Social Security update: The first day of the new year brought with it the customary changes in Social Security rules.

For those who are working, the covered wage ceiling will increase from the 1982 figure of $32,400 to a new maximum for 1983 of $35,700.

The Social Security tax rate of 6.7 percent each for employe and employer does not change. But for anyone who earned over the $32,400 ceiling in 1982 and expects to exceed the 1983 ceiling as well, Social Security tax will increase to $2,391.90 this year--$221.10 more than the 1982 ceiling of $2,170.80.

The new earnings ceiling also applies to the self-employed. Here, too, last year's tax rate of 9.35 percent remains unchanged. But the higher maximum means an increase in top self-employment tax from $3,029.40 to a new high of $3,337.95.
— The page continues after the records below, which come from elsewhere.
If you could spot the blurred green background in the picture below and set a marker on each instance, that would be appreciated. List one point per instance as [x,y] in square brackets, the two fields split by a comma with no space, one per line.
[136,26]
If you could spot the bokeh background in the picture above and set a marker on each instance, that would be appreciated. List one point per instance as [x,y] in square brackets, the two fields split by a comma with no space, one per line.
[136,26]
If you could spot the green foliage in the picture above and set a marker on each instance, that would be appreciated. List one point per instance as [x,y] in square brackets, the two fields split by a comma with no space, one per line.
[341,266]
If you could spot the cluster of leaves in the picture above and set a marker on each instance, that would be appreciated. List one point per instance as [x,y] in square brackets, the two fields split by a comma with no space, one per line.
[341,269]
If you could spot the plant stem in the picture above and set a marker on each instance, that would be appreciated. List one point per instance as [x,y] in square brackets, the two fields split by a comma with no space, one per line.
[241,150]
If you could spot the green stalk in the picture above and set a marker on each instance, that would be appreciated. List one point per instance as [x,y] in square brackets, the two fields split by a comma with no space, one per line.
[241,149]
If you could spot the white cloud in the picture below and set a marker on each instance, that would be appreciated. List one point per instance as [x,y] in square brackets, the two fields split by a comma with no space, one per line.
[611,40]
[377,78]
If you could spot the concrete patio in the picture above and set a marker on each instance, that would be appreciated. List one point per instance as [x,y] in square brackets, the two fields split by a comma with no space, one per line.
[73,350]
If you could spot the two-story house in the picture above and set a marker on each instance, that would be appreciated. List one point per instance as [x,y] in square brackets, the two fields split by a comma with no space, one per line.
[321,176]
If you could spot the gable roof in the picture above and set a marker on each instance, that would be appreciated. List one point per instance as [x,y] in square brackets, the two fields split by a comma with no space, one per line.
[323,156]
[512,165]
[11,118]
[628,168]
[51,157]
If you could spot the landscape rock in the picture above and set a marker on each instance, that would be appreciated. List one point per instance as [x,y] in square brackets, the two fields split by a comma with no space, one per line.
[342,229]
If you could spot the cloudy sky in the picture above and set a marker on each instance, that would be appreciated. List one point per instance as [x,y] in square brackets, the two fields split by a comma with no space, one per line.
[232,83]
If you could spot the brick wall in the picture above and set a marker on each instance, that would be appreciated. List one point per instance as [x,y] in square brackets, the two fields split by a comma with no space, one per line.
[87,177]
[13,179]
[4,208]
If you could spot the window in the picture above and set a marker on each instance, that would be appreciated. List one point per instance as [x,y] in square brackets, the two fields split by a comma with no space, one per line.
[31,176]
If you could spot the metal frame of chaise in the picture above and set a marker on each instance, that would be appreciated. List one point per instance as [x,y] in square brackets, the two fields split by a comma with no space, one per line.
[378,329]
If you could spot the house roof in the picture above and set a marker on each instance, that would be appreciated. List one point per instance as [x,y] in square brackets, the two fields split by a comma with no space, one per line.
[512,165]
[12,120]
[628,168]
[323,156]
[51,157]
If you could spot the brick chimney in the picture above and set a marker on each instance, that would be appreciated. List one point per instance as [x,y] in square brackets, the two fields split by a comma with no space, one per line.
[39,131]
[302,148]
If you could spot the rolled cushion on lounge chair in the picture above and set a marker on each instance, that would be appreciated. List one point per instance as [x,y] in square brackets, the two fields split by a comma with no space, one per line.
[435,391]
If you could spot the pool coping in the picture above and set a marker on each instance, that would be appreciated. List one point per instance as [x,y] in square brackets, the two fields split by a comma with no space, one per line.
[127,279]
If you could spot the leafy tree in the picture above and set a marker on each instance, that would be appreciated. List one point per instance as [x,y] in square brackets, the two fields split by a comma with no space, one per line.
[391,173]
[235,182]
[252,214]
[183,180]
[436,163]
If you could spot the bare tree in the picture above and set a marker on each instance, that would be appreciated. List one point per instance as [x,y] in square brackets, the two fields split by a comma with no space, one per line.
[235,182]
For retired people drawing Social Security benefits, the new year brings with it new and higher earnings limits. Starting this year a person who is 70 or older can earn any amount without affecting Social Security benefits. This provision is not "annualized"; that is, if you reach age 70 in 1983 the unlimited earnings rule does not apply to the entire year, but only starts with the month of your birthday.

Those who are 65 or older but under 70 may earn up to $6,600 a year without loss of Social Security benefits. The 1982 limit was $6,000. And the earnings ceiling increased from $4,440 last year to $4,920 for beneficiaries under the age of 65.

Speaking of Social Security, several alert readers pointed out a minor error I made in the Nov. 8 column about the need to pay Social Security tax for domestic employes. The quarterly report on Form 942 no longer requires names of employes for whom Social Security tax is being reported, but only the total wages paid and tax withheld. Names, Social Security numbers and dollar totals for the year are required only on the annual report.

The new year also brought with it a tax change important to all of you who are receiving regular pension or annuity payments.

The Tax Equity and Fiscal Responsibility Act of 1982 requires payers of a wide variety of taxable pensions and annuities to withhold income tax on such payments. Withholding is required on taxable distributions from pension, profit-sharing and stock ownership plans, IRA accounts and most commercial annuities.

Anyone receiving taxable distributions from any of these sources may elect not to have tax withheld from his or her payments, for any reason.

If you were retired, you should have been notified of this option by the payer of your pension, who should also have provided you with both a withholding certificate and a form to elect the waiver.

Should you fail to file either the exemption request or the withholding certificate indicating your tax status, withholding will begin with the first payment made after Dec. 31, 1982, based on an assumed status as a married person with three exemptions.

Question: Could you tell me if income is realized, and when, if a savings and loan association settles for $7,000 its 30-year, 6 percent mortgage with a balance of $10,000 and six years to go?

Answer: The mortgagor realizes $3,000 of ordinary income on the date the $7,000 payment is made and the mortgage is canceled. Any interest paid in advance must be prorated for income tax purposes over the life of the loan, so one might think that the $3,000 could be spread over the remaining six years. But this is not interest--it is cancellation of a part of the principal. And since the mortgage is paid up, there is no remaining life for proration. So the whole thing is reported as "other income" in the year of the transaction.